Five star systems have been found to have planets, four of which have been discovered by the High Accuracy Radial Velocity Planet Searcher (HARPS) in Chile. HD 4308 is a star with around 83% of the Sun's mass located 72 light-years away with a super-Earth planet with an orbital period of around 15 days. HD 215497 is an orange star of spectral type K3V around 142 light-years distant. It is orbited by a hot super-Earth every 3 days and a second planet around the size of Saturn with a period of around 567 days. HD 221287 has a spectral type of F7V and lies 173 light-years away, and has a super-Jovian planet. HD 7199 has spectral type KOIV/V and is located 117 light-years away. It has a planet with around 30% the mass of Jupiter that has an orbital period of 615 days. HD 219077 has a planet around 10 times as massive as Jupiter in a highly eccentric orbit.

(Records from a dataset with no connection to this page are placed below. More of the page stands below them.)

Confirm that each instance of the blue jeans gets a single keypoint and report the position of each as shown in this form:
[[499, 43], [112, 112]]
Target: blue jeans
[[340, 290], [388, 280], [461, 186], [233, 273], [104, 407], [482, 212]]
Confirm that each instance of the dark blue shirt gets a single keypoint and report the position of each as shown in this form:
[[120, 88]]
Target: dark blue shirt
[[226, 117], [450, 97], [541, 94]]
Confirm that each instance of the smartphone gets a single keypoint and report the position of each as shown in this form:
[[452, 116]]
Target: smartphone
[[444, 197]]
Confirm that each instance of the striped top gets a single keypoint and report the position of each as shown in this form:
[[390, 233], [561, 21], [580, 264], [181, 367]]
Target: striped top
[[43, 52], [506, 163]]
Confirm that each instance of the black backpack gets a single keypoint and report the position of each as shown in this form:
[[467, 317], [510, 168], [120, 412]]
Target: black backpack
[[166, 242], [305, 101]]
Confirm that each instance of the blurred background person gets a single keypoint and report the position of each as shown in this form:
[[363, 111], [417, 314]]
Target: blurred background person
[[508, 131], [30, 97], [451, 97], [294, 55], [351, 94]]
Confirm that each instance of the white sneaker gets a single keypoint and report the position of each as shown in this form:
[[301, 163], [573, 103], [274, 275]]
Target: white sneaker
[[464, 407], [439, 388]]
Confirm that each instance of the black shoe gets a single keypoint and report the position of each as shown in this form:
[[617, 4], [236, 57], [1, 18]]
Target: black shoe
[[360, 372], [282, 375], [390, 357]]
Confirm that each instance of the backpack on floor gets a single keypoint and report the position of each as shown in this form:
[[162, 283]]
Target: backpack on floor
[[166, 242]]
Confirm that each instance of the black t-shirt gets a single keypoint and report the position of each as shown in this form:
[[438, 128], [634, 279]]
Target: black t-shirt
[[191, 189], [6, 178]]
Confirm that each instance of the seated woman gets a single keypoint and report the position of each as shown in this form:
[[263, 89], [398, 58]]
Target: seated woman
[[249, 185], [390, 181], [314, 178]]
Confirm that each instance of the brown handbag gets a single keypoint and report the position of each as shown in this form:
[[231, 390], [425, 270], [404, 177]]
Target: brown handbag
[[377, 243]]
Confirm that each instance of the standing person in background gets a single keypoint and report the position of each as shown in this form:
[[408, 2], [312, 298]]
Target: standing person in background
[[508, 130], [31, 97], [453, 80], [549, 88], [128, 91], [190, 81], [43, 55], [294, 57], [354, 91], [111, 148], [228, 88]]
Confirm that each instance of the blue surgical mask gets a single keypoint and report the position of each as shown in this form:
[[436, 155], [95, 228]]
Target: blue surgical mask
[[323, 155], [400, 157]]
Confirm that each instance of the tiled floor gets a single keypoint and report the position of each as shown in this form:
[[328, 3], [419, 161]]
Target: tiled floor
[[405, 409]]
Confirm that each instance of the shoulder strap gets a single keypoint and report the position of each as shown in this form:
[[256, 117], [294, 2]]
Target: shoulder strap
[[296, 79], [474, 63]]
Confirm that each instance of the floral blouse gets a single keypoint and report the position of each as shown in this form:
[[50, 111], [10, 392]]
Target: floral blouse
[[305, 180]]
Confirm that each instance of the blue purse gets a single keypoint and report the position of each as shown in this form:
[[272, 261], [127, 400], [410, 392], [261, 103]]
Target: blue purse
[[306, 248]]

The second-brightest globular cluster in the sky after Omega Centauri, 47 Tucanae (NGC 104) lies just west of the Small Magellanic Cloud. Only 14,700 light-years distant from Earth, it is thought to be around 12 billion years old. Mostly composed of old, yellow stars, it does possess a contingent of blue stragglers, hot stars that are hypothesized to form from binary star mergers. 47 Tucanae has an apparent magnitude of 3.9, meaning that it is visible to the naked eye; it is a Shapley class III cluster, which means that it has a clearly defined nucleus. Nearby globular clusters are the diminutive NGC 121, 10 arcminutes away from the bigger cluster's edge, and Lindsay 8.

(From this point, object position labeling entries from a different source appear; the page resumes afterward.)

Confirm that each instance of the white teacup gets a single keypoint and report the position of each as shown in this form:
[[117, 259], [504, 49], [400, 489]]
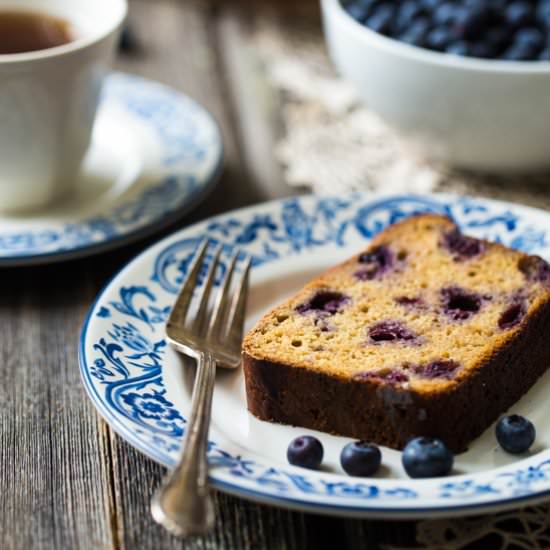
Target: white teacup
[[48, 102]]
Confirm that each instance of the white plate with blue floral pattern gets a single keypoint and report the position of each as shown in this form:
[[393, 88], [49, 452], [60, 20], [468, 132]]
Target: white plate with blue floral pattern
[[142, 388], [154, 155]]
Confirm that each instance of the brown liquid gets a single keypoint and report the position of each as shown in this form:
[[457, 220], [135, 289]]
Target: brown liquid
[[27, 31]]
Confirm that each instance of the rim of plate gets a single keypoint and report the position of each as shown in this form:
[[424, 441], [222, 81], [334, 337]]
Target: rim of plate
[[328, 507], [190, 202]]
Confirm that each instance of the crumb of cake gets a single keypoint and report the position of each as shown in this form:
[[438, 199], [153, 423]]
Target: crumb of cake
[[424, 343], [512, 315], [411, 302], [324, 301], [534, 268], [377, 262], [387, 375], [441, 368], [460, 304], [461, 246], [391, 331]]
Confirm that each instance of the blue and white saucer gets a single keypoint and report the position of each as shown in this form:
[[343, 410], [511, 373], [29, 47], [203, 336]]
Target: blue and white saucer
[[155, 154], [142, 388]]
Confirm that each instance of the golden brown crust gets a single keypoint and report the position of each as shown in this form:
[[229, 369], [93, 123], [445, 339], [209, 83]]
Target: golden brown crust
[[332, 389]]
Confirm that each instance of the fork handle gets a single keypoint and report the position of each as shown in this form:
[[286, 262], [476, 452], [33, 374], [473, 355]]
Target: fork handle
[[183, 504]]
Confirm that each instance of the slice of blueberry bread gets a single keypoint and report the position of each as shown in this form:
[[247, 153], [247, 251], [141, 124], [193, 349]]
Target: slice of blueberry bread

NGC 362 is another globular cluster in Tucana with an apparent magnitude of 6.4, 27,700 light-years from Earth. Like neighboring 47 Tucanae, NGC 362 is a Shapley class III cluster and among the brightest globular clusters in the sky. Unusually for a globular cluster, its orbit takes it very close to the center of the Milky Way—approximately 3,000 light-years. It was discovered in the 1820s by James Dunlop. Its stars become visible at 180x magnification through a telescope.
Located at the southern end of Tucana, the Small Magellanic Cloud is a dwarf galaxy that is one of the nearest neighbors to the Milky Way galaxy at a distance of 210,000 light-years. Though it probably formed as a disk shape, tidal forces from the Milky Way have distorted it. Along with the Large Magellanic Cloud, it lies within the Magellanic Stream, a cloud of gas that connects the two galaxies. NGC 346 is a star-forming region located in the Small Magellanic Cloud. It has an apparent magnitude of 10.3. Within it lies the triple star system HD 5980, each of its members among the most luminous stars known.
The Tucana Dwarf galaxy, which was discovered in 1990, is a dwarf spheroidal galaxy of type dE5 that is an isolated member of our Local Group. It is located 870 kiloparsecs (2,800 kly) from our Solar System and around 1,100 kiloparsecs (3,600 kly) from the barycentre of the Local Group—the second most remote of all member galaxies after the Sagittarius Dwarf Irregular Galaxy.
In 1998, part of the constellation was the subject of a two-week observation program by the Hubble Space Telescope, which resulted in the Hubble Deep Field South. The potential area to be covered needed to be at the poles of the telescope's orbit for continuous observing, with the final choice resting upon the discovery of a quasar, QSO J2233-606, in the field.